(1) A lawyer in practice is bound to accept any briefs in the Court in which he professes to practise at a proper professional fee depending on the length and difficulty of the case. Special circumstances may justify his refusal at his discretion to accept a particular brief.
(2) A lawyer should be separately instructed and separately remunerated by fees for each piece of work done, and he shall not undertake to represent any person, authority or corporation in all their court work for a fixed annual salary.
But a lawyer may accept a retainer for advice.
(3) Where a lawyer withdraws from a case and returns the client's brief, it is his duty to hand it back to the client from whom he received it. A lawyer who accepts a brief is in a confidential position, and he shall not communicate to any other person the information which has been confided to him as such lawyer; and he shall not use either such information or his position as a lawyer to his client's detriment. The duties here stated continue after the relation of lawyer and client has ceased.
(4) The papers in a brief delivered to a lawyer are the property of the client, and the lawyer has no right to lend them to any person without the consent of the client.
(5) A lawyer shall not accept a brief limiting his ordinary authority, or take a subordinate position in the conduct of a case or share such conduct with the client even if the litigant is himself a lawyer; and he shall not accept a brief on the condition that his discretion as to offering no evidence is fettered.
(6) A lawyer who finds on receiving a brief that another lawyer has previously been retained shall not accept the brief without—
(a) communicating in the first instance with the lawyer who first handled it; and
(b) Enquiring whether he has any objection to his accepting the brief.Such communication shall be by the latter lawyer to the former one direct, and not through his clerk.
(7) If the first lawyer does indicate any objection to the brief being taken away
from him, the second one ought, where practicable, to ascertain from the client what are the exact reasons why the brief has been taken away from the first lawyer; and unless a satisfactory explanation is given shall refuse or return the brief.

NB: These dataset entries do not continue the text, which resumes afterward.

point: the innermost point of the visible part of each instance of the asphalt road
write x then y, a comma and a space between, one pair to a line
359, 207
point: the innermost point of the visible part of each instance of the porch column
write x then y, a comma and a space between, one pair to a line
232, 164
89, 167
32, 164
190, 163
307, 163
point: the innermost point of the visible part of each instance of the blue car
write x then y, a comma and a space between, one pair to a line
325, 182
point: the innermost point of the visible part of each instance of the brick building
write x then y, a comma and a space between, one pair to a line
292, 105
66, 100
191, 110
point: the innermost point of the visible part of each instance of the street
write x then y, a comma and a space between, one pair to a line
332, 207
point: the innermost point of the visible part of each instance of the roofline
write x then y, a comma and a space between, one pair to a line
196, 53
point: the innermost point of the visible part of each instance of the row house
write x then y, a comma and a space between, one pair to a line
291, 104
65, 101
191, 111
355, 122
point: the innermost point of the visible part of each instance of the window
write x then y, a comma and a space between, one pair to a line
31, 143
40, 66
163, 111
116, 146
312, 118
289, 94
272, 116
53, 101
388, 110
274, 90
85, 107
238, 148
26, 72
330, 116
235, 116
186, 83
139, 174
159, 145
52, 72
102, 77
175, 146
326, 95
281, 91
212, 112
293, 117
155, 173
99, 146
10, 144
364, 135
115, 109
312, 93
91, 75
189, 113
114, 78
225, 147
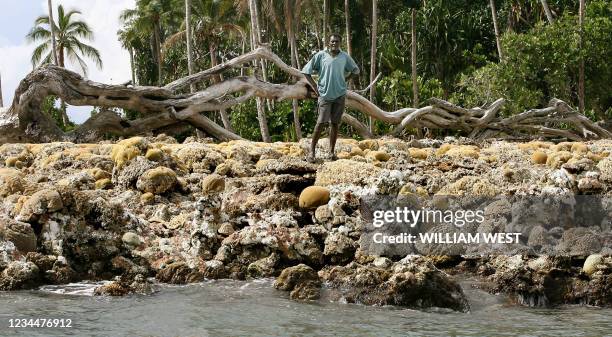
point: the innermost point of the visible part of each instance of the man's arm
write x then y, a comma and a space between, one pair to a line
312, 65
313, 84
352, 69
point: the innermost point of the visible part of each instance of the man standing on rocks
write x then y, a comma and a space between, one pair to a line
332, 65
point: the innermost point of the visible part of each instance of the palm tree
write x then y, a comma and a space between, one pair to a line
189, 38
63, 39
147, 18
1, 101
68, 37
547, 11
289, 21
496, 28
373, 55
127, 37
415, 88
581, 65
325, 20
347, 19
212, 19
255, 41
50, 6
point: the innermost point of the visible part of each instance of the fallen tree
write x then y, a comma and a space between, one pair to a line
170, 108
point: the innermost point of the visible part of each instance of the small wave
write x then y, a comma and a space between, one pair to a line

(8) A lawyer is, in all his practice, but especially with regard to settling and signing of pleadings, under responsibilities to the Court as well as to his client.
He shall not put into a pleading any allegation which is not supported by the facts which are laid before him by his client. If on the material before him there is no cause of action or no defence in law, he may ask for further instructions to find if more material can be obtained; and if it cannot, he may advise his client accordingly. In particular, where a lawyer is instructed to allege fraud, he shall not subscribe to such an allegation without having before him clear instructions that the client does wish to allege fraud and will support the allegation in the witness-box. In addition the lawyer must have before him material which, as it stands, establishes a prima facie case of fraud. If the material before him is not sufficient in his view to warrant the allegation, he shall advise his client that this is his view and that he cannot put his signature to the pleadings if it is to contain that charge.
(9) A lawyer shall not offer evidence which he knows the Court should not admit. He should not, either in argument to the Court or in address to the jury, assert his personal belief in his client's innocence, or in the justice of his cause, or as to any of the facts involved in the matter under investigation.
(10) A lawyer shall at the time of retainer disclose to the client all the circumstances of his relationship to the parties and his interest in or connection with the controversy, if any, which might influence the client in selection of counsel. He shall avoid representing conflicting interests.